The Ministerial Agreement clarifies that the payments performed by the employer for the expenses associated with teleworking, shall not be part of the employees’ remuneration.
• The Employer must ensure a safe and healthy teleworking space. The employer must equip the workstation with the implements that guarantee occupational health and safety, i.e., it must provide ergonomic chair, desk, mouse, keyboard, screen, among others.
If telework implementation is the employee’s initiative, the fulfillment of this obligation will be their responsibility.
• The Employer shall guarantee the right to disconnection. Employee disconnection shall be at least 12 continuous hours in a period of 24 hours.
The employer shall implement a disconnection policy. It shall contain: (i) training measures; (ii) guidelines for compliance control; (iii) implementation of technological mechanisms to ensure disconnection (e.g., restriction of access to communication platforms); and (iv) complaints mechanism.
The right to disconnection does not apply to employees with management and trusted positions.

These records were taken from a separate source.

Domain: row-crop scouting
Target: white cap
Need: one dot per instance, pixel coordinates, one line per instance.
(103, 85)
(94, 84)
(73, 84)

Statistics indicate that employees’ productivity increases if they maintain a flexible work format, that is, under our regulatory context, known as “part-time telework”.

To ensure a healthy implementation of telework, employers shall engage to comply with the legal obligations. Special attention must be given to health and safety duties, as non-compliance may result in fines by the authorities or even in employer liability before the Social Security Ecuadorian Institute (IESS), the later in the event of accidents or occupational diseases.

To prevent the abovementioned, employers shall have evidence that allows to demonstrate their compliance, such as those detailed below:

• Health and safety regulations and policies delivery/reception record.
• Evidence of training provided to ensure the safety and health of teleworkers.
• Work equipment delivery/reception record.
• Telework workstation photos in archive.

Teleworking is the new labor reality, employees -especially the younger generations- demand flexibility and employers shall adapt to it, without leaving aside the commitments and obligations that this implies.